Deleted connection being retried again and again for something

  • Is this your first time deploying Airbyte?: No
  • OS Version / Instance: GKE Container Optimized Linux
  • Memory / Disk: you can use something like 4Gb / 1 Tb
  • Deployment: Kubernetes on GKE
  • Airbyte Version: 0.39.42
  • Source name/version: Intercom
  • Destination name/version: PubSub
  • Step: Deleted connection still being tried by temporal
  • Description:
    We have a deleted connection in airbyte, that somehow still being tried (and failed) again and again. Is there a way to somehow cleanup temporal/schedule state/tasks given a connection id? Not sure which tables to look for and what to drop/delete. Happy to write custom snippet against temporal db and drop/disable it as well if you point me an example of interaction based on connection id in code. I am not sure how this got into that state and when.

I have checked the connection is deleted and not show up. Using it in URL explicity shows
image
The last sync was cancelled two weeks back when it was deleted

I checked airbyte tables connection and jobs and they reflect things properly. No updates for that connection id after the deletion date.

The connection manager workflow logs looks like this,

It is tried ~30 times a second, leading to both noisy/huge amount of logs and also increase in DB size for temporal gradually.

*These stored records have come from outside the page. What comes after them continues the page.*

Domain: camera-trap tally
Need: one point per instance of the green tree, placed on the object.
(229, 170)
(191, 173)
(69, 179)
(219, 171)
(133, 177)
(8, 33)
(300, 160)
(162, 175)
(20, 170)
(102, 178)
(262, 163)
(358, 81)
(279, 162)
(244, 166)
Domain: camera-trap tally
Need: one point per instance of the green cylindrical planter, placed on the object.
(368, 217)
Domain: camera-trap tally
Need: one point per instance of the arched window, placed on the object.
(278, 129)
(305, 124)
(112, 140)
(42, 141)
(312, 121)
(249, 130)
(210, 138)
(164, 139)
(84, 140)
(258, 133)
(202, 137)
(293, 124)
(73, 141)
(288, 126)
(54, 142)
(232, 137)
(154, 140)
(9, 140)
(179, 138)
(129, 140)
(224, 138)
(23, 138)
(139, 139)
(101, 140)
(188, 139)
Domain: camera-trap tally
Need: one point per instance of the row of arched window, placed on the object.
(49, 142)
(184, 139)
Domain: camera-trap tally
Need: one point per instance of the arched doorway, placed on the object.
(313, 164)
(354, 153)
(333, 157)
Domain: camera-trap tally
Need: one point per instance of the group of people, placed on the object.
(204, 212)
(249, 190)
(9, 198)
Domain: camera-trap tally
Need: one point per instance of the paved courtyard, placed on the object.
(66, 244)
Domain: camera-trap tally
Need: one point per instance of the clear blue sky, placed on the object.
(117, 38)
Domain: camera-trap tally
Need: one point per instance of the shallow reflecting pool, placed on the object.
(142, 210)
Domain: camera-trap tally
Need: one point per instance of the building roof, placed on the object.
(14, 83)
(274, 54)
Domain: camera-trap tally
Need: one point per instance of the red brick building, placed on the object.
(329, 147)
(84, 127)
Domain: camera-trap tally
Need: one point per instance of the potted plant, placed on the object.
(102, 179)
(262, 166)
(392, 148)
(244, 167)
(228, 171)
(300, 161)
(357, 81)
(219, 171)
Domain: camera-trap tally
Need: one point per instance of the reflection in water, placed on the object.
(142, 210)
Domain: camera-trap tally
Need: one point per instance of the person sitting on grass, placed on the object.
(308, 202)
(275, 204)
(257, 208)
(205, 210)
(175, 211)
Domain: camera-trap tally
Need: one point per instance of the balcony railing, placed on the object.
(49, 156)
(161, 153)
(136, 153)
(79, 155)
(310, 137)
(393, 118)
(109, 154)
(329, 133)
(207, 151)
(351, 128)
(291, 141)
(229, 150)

I tried using tctl but its giving me problems connecting to the DB (we use cloud_sql_proxy from Google in another container inside pod and just connect to localhost)

TEMPORAL_CLI_SHOW_STACKS=1 TEMPORAL_CLI_ADDRESS=<temporal_pod_ip>:7233 tctl admin wf delete --db_engine postgres --db_address localhost --db_port 5432 --username <user> --password <pwd> --workflow_id "<wf_id from temporal_logs for that connection>"

Any help/pointers in stopping this appreciated.

cc @lgomezm

This fiasco continued after I posted daily, then randomnly we started seeing more errors on temporal, things like context deadline exceeded

but things were working fine. Then today we started seeing this error
io.temporal.worker.NonDeterministicException: Failure handling event 60 of type 'EVENT_TYPE_MARKER_RECORDED' during replay

and then this Not enough hosts to serve the request

and then this consistent query buffer is full, cannot accept new consistent queries

Now no sync are running fine. We tried bringing down/up the stack few times, but no luck.

Any idea what is going on? Or pointers to what I can debug in temporal? Appreciate it.

Hello there! You are receiving this message because none of your fellow community members has stepped in to respond to your topic post. (If you are a community member and you are reading this response, feel free to jump in if you have the answer!) As a result, the Community Assistance Team has been made aware of this topic and will be investigating and responding as quickly as possible.
Some important considerations that will help your to get your issue solved faster:

  • It is best to use our topic creation template; if you haven’t yet, we recommend posting a followup with the requested information. With that information the team will be able to more quickly search for similar issues with connectors and the platform and troubleshoot more quickly your specific question or problem.
  • Make sure to upload the complete log file; a common investigation roadblock is that sometimes the error for the issue happens well before the problem is surfaced to the user, and so having the tail of the log is less useful than having the whole log to scan through.
  • Be as descriptive and specific as possible; when investigating it is extremely valuable to know what steps were taken to encounter the issue, what version of connector / platform / Java / Python / docker / k8s was used, etc. The more context supplied, the quicker the investigation can start on your topic and the faster we can drive towards an answer.
  • We in the Community Assistance Team are glad you’ve made yourself part of our community, and we’ll do our best to answer your questions and resolve the problems as quickly as possible. Expect to hear from a specific team member as soon as possible.

Thank you for your time and attention.
Best,
The Community Assistance Team

Just as FYI, we ended up creating a completely new namespace for airbyte, new db, new log bucket and exported/imported configuration from old. While we would have loved to figure out what went wrong, I think in interest of time that seemed better option. Thanks for anyone taking time to read this vague post, appreciate it.

Hey @pras, sorry for the delay and that you had to make a completely new instance for airbyte to make it work. I think there have been other reports of similar behavior by other users and I don’t believe we’ve traced the issue. If it happens again, please reply here or make a new post so we can escalate the issue.

If other community members here are experiencing similar issues, please post your experience below or in a new thread (if this thread is closed), thanks!